As the Occupy movement retains its momentum, Raj Rajaratnam, a 54-year-old billionaire, has been convicted of insider trading. The white collar crime he stood accused of, warrants two years in prison, according to a former federal prosecutor. His conviction brought with it an 11-year prison sentence that was not as harsh as prosecutors would have liked, according to reports, but is much stronger than the sentence the man would have likely received ten years ago.
The head of a highly valued hedge fund, the 54-year-old man had allegedly been using informants in big-name companies like Hilton, Google, Intel and Goldman Sachs. The federal government, during his prosecution, found that he had been learning about earnings and corporate deals from individuals as high up as corporate board members. His scheme allowed the hedge fund to save a lot of money from being lost and gave it the ability to make more profit than without information Raj illicitly acquired.

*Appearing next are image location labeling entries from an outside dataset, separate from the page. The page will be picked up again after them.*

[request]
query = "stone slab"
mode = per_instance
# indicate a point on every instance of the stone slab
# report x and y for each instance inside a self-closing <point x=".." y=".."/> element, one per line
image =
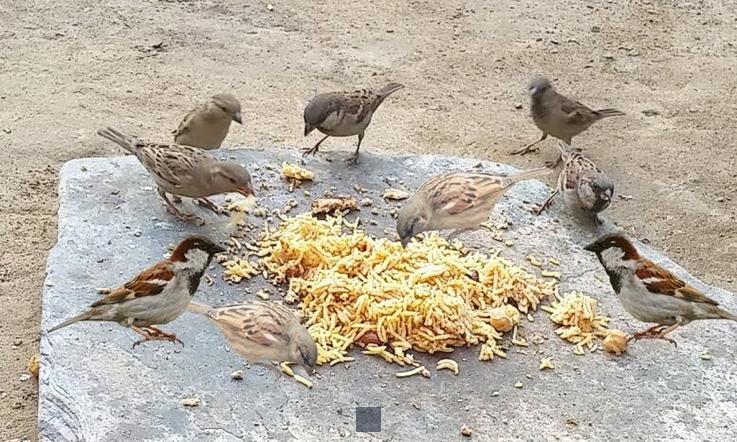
<point x="94" y="387"/>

It is estimated the scheme earned the hedge fund more than $70 million.
Along with his 11-year prison sentence, the head of the hedge fund in question will be required to pay a $10 million fine. He will also have to return more than $50 million. Though he has been convicted, he has posted his $100 million bail and will be required to report to prison to begin his sentence in late November. Some officials are worried that the man will attempt to flee to his home country of Sri Lanka. If he travels to Sri Lanka, experts believe it will be easier for him to access his money.
His lawyers were hoping to have him serve the sentence in the same facility that Bernie Madoff, convicted Ponzi-scheme billionaire, is serving his longer-than-a-century sentence. The 54-year-old Sri Lankan plans on appealing his case, according to a spokesperson.